Thank you. Our next question comes from Martin Elster [ph] with Credit Suisse.
I guess a couple follow ups from some of the earlier questions on RG7916. The part 2 of the FIREFISH study, is your expectation that the data will be reported to the public at a press release or conference once the required number of infant sitting up is achieved or will run till some completion of that study that's kind of time dependent? And then on SUNFISH, I had a question regarding Spinraza the functional benefit of Spinraza seem to kind of separate out from placebo around the nine month endpoint. I was wondering your perspectives about how 7916 functions and it's differences versus Spinraza and benefiting the fact. Do you think that's a reasonable timeframe to see separation. With this drug do you think that there is anything about it that should make us expect something different? Thanks.
Martin, thanks for the question.

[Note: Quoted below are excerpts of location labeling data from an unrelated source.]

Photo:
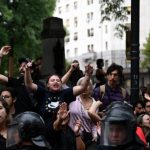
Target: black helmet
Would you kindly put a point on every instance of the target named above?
(27, 126)
(118, 125)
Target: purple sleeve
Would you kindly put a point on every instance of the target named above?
(96, 93)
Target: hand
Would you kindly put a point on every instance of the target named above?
(5, 50)
(74, 66)
(62, 112)
(77, 127)
(88, 70)
(29, 64)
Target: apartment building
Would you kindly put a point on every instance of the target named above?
(88, 39)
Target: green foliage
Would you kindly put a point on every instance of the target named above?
(113, 10)
(146, 52)
(25, 26)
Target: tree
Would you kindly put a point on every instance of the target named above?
(24, 26)
(114, 10)
(146, 52)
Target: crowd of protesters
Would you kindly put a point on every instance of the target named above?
(71, 112)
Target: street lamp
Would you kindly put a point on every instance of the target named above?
(12, 4)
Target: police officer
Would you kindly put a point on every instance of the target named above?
(119, 129)
(26, 132)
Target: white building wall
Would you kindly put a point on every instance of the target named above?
(103, 40)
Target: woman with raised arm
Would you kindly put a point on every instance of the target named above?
(50, 98)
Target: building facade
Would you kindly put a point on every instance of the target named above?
(88, 39)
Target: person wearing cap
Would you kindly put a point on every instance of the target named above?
(27, 132)
(118, 128)
(4, 121)
(24, 99)
(100, 73)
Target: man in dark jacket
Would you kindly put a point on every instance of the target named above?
(119, 129)
(27, 132)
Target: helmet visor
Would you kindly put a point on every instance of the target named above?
(13, 137)
(115, 133)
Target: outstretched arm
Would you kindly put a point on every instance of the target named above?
(28, 79)
(62, 116)
(80, 88)
(65, 78)
(4, 51)
(79, 142)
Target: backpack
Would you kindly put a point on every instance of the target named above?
(102, 91)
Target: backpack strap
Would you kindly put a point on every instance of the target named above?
(123, 92)
(102, 90)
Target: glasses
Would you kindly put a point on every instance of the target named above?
(6, 96)
(140, 107)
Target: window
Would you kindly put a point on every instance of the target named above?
(90, 48)
(106, 64)
(75, 21)
(68, 52)
(59, 10)
(89, 17)
(67, 23)
(90, 32)
(75, 36)
(67, 39)
(106, 29)
(76, 51)
(106, 45)
(89, 2)
(75, 5)
(67, 7)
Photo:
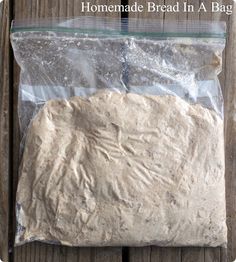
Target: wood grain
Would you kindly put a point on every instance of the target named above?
(4, 131)
(39, 252)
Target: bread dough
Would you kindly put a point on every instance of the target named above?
(119, 169)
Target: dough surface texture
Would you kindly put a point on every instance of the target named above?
(119, 169)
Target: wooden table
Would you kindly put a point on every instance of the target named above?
(9, 144)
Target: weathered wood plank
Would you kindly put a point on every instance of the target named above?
(230, 136)
(41, 252)
(4, 130)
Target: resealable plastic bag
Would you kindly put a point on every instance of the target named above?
(100, 68)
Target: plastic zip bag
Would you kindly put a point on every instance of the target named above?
(122, 127)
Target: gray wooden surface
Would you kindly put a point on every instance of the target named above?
(4, 132)
(9, 135)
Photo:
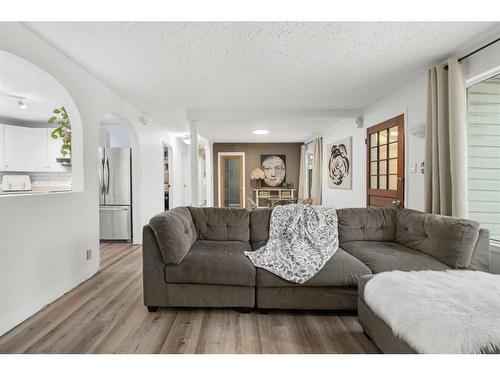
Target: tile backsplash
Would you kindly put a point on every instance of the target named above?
(45, 179)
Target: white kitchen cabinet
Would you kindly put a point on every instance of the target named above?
(25, 149)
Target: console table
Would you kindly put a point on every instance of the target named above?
(263, 196)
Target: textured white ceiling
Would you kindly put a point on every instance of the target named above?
(42, 92)
(339, 65)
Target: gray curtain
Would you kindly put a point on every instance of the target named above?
(316, 185)
(302, 172)
(446, 141)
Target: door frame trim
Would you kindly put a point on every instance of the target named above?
(402, 117)
(219, 154)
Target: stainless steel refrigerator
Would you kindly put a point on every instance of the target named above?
(115, 199)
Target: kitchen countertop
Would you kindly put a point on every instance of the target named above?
(38, 190)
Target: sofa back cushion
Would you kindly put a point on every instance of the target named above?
(260, 221)
(449, 239)
(221, 224)
(366, 224)
(175, 232)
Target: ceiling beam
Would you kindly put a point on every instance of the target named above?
(224, 115)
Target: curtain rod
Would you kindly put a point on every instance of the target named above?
(476, 51)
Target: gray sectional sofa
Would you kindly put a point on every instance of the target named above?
(193, 257)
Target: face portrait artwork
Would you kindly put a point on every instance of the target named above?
(274, 169)
(339, 165)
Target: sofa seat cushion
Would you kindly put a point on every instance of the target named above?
(389, 256)
(214, 262)
(449, 239)
(341, 270)
(221, 224)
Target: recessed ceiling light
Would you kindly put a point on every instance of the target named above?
(261, 132)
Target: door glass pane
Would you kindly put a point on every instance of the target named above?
(393, 134)
(383, 152)
(382, 137)
(382, 182)
(393, 182)
(393, 166)
(232, 182)
(393, 150)
(383, 167)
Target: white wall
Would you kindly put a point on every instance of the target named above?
(117, 136)
(410, 100)
(43, 238)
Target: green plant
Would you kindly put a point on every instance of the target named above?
(63, 129)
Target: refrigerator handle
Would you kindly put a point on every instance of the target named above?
(101, 175)
(107, 174)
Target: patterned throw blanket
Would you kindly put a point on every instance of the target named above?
(301, 240)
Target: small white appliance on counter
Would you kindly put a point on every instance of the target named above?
(16, 182)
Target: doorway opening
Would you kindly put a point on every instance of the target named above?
(231, 179)
(385, 158)
(166, 176)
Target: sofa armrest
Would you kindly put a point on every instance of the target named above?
(153, 270)
(175, 234)
(362, 284)
(480, 260)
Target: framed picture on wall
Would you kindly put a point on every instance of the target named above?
(274, 167)
(340, 164)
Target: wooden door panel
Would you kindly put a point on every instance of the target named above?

The first part of the question 7916 part 2 of FIREFISH I think that's a good question. And I think a lot will depend on how we think about into the first part of the, obviously the second part of the FIREFISH is a pivotal study so we'll obviously think high before when we talk about. But it is an open label study, so be able to be seen. So we'll have to talking with our partners about what's the best way to start presenting that and putting that in line with what's happening in the first part and how we move forward on that. On the SUNFISH side, I think that's a very interesting question, and it's just going to work quieter sometime, to see I think you even see from some of the earlier parts of FIREFISH data that even some of the patients that are older within the study, you're still seeing improvements faster in the chop and 10 from the patients on RG7916.

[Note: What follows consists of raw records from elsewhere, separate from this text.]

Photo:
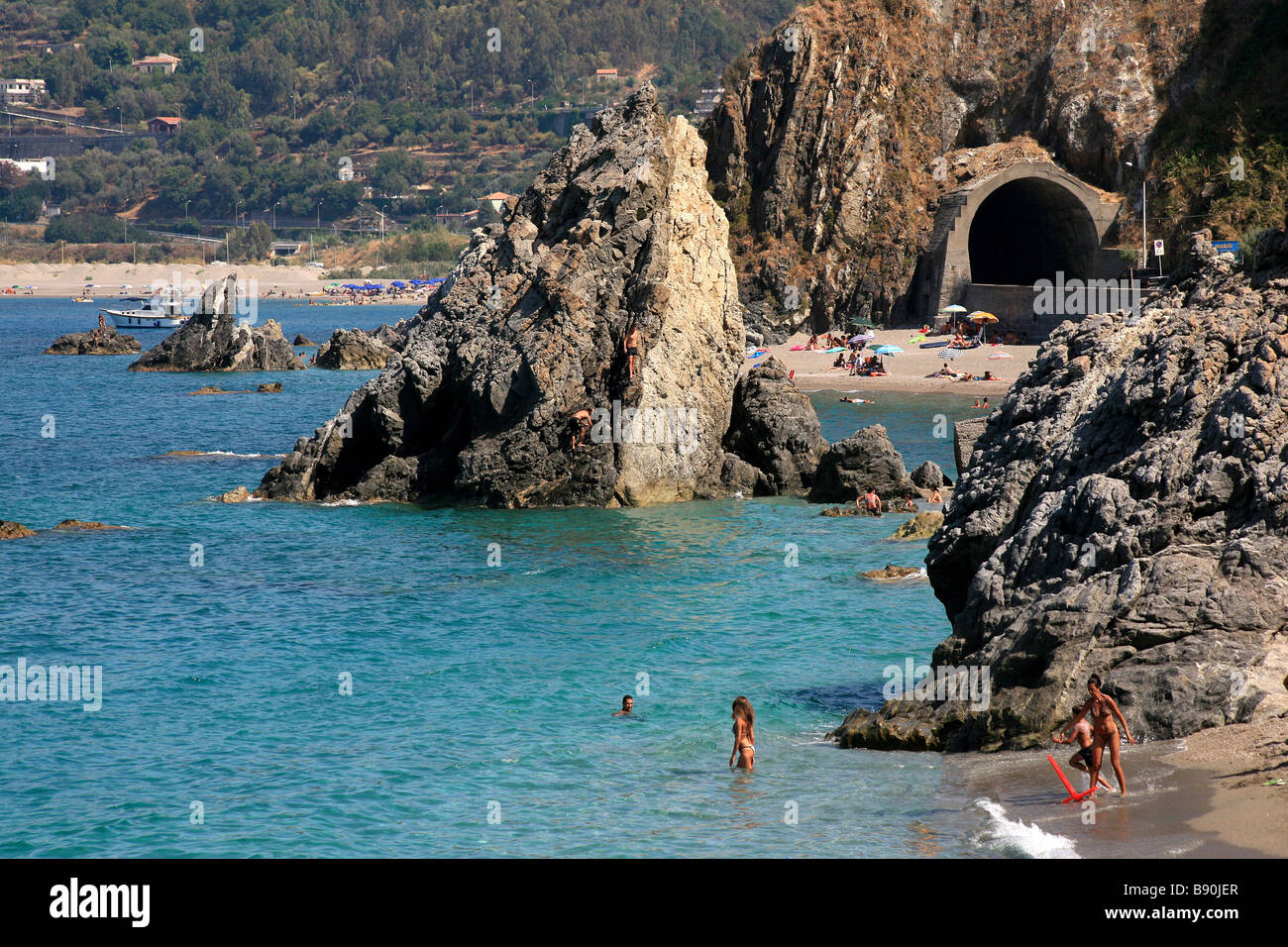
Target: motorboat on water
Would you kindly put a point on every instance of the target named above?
(155, 312)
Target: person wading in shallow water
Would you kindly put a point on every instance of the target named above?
(1103, 710)
(1083, 738)
(743, 735)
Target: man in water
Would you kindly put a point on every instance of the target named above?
(1103, 710)
(1082, 737)
(872, 502)
(631, 346)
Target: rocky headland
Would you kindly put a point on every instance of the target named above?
(1125, 513)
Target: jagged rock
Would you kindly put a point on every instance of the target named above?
(214, 339)
(219, 343)
(919, 527)
(11, 530)
(965, 434)
(864, 459)
(618, 230)
(1125, 515)
(353, 350)
(892, 573)
(928, 475)
(97, 342)
(774, 428)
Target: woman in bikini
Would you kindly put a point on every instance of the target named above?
(743, 735)
(1103, 710)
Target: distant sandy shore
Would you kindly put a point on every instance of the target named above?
(115, 279)
(910, 371)
(1237, 761)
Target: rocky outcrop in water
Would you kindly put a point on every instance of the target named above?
(1126, 514)
(774, 428)
(919, 527)
(617, 232)
(215, 339)
(864, 459)
(102, 341)
(353, 350)
(11, 530)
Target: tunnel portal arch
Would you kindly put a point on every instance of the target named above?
(1010, 230)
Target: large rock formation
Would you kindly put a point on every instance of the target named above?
(353, 350)
(841, 133)
(215, 339)
(774, 428)
(1126, 514)
(617, 232)
(864, 459)
(102, 341)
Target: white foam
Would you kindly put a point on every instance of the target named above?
(1014, 838)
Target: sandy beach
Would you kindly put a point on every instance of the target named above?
(910, 371)
(114, 279)
(1236, 762)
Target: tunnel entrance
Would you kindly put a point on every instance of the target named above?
(1029, 230)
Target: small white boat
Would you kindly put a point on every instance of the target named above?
(158, 312)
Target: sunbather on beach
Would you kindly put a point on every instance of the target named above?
(1083, 738)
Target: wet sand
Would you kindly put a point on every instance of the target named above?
(1194, 797)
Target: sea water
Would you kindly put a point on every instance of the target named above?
(295, 680)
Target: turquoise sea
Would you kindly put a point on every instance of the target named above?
(480, 720)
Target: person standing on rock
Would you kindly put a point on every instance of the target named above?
(631, 347)
(1103, 710)
(1083, 738)
(743, 735)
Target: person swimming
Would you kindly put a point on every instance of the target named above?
(743, 735)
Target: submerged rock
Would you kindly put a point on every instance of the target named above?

In a way that's in line how we taught that might be especially when we look at the pre-clinical data where we were able to show previously that we can actually dose in the animal models much later even in the [indiscernible] and be able to recover that. So we think it's a high effective molecule and I think only time will tell us, how well that - if that will bear out in the type 2 and 3. But we're quite hopeful that will be the case.
Thanks for your thoughts and I appreciate you taking the questions.
Thank you. And I'm not showing any further questions in the queue. I would like to turn the call to Stuart Pelts for his final remarks.
Thank you all for joining. Obviously what our vision is to continue to build a fully integrated rare disease biotech company that really leverages the deep scientific expertise then world class commercial capabilities. The programs will obtain through these transactions along with our ongoing DMD splicing and niche oncology franchises. Really does provide I think a number of value creation opportunities over the next two years. So with that, let me again just thank you all for being on the call.
And ladies and gentlemen, thank you for participating in today's program. This concludes the conference and you may all disconnect. Have a wonderful day.